Conclusion: When Paul identifies himself “as a prisoner for the Lord,” we get a sense of where he is coming from in his world. What about you? If you were to rewrite the first sentence of Ephesians 4:1 to reflect where you are coming from, what would you say? Who are you in your world right now that you can focus on “living a life worthy of the calling you have received”?
- [Youth Leader: use some examples you think students will relate to, i.e., “as an athlete for the Lord,” “as an employee of ____” for the Lord, “as a member of my family” for the Lord.] What aspects of who you are in your daily life open up doors for you to live as a witness to Christ’s love for all?

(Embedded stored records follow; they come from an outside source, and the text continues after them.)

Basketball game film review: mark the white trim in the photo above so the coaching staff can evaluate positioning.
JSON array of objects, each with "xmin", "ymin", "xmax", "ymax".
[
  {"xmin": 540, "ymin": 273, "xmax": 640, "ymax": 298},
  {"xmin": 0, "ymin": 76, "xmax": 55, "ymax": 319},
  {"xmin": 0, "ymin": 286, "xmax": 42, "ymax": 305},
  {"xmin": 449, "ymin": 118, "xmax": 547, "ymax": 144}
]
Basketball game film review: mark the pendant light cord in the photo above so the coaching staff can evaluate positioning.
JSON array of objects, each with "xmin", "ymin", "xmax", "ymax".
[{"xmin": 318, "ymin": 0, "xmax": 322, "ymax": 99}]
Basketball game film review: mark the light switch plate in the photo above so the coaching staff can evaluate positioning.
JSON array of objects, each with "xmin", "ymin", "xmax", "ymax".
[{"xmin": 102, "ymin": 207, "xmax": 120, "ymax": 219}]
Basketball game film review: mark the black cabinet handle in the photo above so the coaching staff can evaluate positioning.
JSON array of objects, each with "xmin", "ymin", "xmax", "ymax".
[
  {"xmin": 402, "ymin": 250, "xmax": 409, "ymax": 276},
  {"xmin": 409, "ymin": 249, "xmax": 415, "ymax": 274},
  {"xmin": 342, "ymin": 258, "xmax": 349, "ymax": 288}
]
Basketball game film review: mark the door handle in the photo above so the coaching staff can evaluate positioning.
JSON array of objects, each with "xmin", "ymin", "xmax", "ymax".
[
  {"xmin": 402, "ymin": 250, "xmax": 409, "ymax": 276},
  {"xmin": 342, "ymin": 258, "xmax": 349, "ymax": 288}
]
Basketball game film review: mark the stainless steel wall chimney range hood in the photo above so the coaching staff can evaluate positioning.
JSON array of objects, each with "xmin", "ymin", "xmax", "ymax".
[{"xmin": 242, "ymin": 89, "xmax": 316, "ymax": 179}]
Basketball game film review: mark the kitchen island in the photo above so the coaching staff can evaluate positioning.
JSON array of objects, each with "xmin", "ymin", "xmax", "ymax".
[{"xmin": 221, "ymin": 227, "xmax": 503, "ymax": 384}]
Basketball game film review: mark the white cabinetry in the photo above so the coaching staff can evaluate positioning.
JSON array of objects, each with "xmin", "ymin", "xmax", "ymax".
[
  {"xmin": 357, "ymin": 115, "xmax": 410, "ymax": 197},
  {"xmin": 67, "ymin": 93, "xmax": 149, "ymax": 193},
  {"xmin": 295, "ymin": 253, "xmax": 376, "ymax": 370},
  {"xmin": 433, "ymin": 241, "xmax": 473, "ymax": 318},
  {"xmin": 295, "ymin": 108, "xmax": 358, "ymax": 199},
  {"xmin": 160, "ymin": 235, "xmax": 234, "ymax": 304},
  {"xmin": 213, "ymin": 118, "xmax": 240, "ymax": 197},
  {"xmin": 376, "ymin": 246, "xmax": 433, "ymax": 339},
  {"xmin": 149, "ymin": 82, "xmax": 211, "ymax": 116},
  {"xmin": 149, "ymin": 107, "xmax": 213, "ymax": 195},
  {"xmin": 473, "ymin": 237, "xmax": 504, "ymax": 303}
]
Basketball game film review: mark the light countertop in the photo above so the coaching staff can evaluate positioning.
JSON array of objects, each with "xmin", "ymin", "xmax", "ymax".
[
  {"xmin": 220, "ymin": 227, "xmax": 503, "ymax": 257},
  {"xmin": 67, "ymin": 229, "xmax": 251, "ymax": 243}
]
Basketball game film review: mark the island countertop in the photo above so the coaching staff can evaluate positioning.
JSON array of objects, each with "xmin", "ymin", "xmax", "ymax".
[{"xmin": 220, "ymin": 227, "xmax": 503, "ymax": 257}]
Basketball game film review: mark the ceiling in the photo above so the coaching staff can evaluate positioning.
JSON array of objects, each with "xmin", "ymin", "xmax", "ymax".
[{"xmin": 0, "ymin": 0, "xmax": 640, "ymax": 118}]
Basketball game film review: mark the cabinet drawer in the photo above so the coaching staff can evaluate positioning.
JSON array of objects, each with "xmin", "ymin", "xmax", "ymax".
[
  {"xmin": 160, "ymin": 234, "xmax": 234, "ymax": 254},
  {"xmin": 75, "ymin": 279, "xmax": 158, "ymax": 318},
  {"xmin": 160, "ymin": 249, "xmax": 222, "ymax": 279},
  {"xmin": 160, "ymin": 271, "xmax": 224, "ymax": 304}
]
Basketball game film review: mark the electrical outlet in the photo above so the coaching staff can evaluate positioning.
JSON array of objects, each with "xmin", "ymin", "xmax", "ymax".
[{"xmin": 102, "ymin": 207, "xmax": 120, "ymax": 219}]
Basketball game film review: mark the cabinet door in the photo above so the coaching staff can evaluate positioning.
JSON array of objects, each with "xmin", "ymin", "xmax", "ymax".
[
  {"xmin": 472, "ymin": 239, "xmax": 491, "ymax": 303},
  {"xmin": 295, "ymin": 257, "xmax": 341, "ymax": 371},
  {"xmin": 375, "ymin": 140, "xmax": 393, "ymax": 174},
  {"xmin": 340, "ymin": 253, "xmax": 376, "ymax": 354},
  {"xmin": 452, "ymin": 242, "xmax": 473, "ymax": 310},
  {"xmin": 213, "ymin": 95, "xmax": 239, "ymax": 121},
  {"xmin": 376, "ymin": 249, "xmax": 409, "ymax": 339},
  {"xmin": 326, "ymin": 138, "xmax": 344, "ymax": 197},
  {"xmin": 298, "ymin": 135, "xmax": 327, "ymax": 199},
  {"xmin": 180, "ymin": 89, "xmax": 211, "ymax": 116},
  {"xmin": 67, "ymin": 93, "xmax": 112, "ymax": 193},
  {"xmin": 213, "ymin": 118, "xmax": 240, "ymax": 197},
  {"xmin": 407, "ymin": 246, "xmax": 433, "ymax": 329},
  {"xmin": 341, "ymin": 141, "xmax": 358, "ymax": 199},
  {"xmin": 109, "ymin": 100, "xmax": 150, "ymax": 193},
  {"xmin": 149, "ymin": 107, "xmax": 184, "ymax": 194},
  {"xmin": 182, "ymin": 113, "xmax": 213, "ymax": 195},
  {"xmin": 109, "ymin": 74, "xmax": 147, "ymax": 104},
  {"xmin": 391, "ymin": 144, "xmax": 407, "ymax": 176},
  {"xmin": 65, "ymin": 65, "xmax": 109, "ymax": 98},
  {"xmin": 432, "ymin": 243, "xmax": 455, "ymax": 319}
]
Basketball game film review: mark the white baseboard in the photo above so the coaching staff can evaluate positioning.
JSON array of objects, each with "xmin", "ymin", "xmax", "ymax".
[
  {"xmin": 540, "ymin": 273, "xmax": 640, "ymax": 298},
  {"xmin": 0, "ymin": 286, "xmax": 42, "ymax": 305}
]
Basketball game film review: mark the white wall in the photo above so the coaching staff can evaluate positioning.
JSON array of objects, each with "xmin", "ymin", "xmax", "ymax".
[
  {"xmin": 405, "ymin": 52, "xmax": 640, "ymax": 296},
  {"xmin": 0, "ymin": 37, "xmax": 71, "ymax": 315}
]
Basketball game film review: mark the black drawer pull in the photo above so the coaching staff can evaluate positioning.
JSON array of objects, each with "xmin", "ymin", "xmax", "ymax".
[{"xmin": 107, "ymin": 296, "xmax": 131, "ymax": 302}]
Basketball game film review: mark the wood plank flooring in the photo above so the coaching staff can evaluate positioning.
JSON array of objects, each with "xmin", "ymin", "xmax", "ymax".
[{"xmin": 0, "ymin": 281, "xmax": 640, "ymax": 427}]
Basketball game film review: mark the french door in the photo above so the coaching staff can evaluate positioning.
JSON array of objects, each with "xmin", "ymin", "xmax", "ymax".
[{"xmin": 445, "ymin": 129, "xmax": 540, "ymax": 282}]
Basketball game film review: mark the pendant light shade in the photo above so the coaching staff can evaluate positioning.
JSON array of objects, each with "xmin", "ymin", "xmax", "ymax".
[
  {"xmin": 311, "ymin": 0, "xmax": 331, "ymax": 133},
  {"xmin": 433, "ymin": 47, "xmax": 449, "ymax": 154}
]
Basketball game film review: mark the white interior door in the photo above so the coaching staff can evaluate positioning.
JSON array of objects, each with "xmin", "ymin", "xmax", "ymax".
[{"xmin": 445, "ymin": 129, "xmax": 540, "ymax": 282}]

Each one of you has an opportunity every day to live as Christ-witnesses to the world, and we do so both as individuals and as representatives of the whole body of believers with one purpose: to love God and to love our neighbors. Let the Spirit guide you in this, and let us have hope that we are in this together.
Application/Interaction: Give students an opportunity to pray for one another in seeking ways to unify as the body of Christ. This is a great way to embody being the church to one another (Acts 2:42-47). Praying for one another is an essential way we can strengthen one another and the church. Through our words and care, the Spirit strengthens each person individually and together as a whole. Encourage students to focus in their prayer time on the different aspects of this lesson: living out in one’s daily life being humble and gentle, patient, and practicing forgiveness; and in working through the differences that divide us as Christians and focusing on the “oneness” we have in Jesus.